"Dear me, how time goes on! The morning is going on, too, and still Mr.
Mills isn't here."
He took a quill pen and drew a half sheet of paper toward him, poised his pen a moment and then wrote quickly.
"What a pity I can't sign for him," he said, passing his paper over to the clerk. "Look at that; now even you, Timmins, though you have seen Mr. Mills's handwriting ten thousand times, would be ready to swear that the signature was his, would you not?"

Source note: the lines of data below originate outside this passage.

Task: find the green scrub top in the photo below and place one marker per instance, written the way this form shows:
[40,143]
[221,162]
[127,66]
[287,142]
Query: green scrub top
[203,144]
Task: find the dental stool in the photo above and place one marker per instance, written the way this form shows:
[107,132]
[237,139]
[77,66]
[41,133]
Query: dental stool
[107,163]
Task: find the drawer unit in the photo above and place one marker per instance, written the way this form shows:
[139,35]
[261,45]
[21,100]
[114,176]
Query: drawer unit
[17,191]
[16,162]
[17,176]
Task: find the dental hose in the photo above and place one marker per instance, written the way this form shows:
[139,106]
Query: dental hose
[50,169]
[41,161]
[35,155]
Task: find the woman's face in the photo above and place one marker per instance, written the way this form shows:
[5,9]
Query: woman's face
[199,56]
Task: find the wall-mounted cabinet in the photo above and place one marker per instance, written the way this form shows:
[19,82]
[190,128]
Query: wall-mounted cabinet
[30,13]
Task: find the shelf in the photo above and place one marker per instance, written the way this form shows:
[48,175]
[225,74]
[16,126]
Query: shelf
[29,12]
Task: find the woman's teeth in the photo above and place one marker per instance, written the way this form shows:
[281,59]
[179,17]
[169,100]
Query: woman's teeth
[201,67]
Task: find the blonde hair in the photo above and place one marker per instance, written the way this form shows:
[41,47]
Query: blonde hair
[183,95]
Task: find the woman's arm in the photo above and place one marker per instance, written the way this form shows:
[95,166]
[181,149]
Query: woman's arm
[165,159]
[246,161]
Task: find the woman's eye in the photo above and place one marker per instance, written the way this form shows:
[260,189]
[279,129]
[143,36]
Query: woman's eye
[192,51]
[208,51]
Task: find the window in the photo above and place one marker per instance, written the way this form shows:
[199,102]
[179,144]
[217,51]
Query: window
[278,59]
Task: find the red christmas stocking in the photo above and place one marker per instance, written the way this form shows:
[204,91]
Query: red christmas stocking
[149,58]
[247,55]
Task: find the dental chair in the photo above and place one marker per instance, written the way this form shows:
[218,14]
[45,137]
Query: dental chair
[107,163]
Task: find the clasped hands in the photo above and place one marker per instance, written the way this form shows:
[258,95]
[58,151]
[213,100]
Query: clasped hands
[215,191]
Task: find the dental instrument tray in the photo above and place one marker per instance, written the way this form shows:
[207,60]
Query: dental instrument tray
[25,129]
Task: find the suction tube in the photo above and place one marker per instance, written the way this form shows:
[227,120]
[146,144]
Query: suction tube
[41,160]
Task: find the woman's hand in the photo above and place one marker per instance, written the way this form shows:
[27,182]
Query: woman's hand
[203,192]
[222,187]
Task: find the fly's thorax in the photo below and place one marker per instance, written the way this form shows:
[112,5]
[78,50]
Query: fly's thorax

Timmins looked scrutinisingly at it.
"Well, I'm sure, sir! What a forger you would have made!" he said admiringly. "I would have sworn that was Mr. Mills's own hand of write. It's wonderful, sir."
Mr. Taynton sighed, and took the paper again.
"Yes, it is like, isn't it?" he said, "and it's so easy to do. Luckily forgers don't know the way to forge properly."
"And what might that be, sir?" asked Timmins.
"Why, to throw yourself mentally into the nature of the man whose handwriting you wish to forge. Of course one has to know the handwriting thoroughly well, but if one does that one just has to visualise it, and then, as I said, project oneself into the other, not laboriously copy the handwriting. Let's try another. Ah, who is that letter from? Mrs. Assheton isn't it. Let me look at the signature just once again."
Mr. Taynton closed his eyes a moment after looking at it. Then he took his quill, and wrote quickly.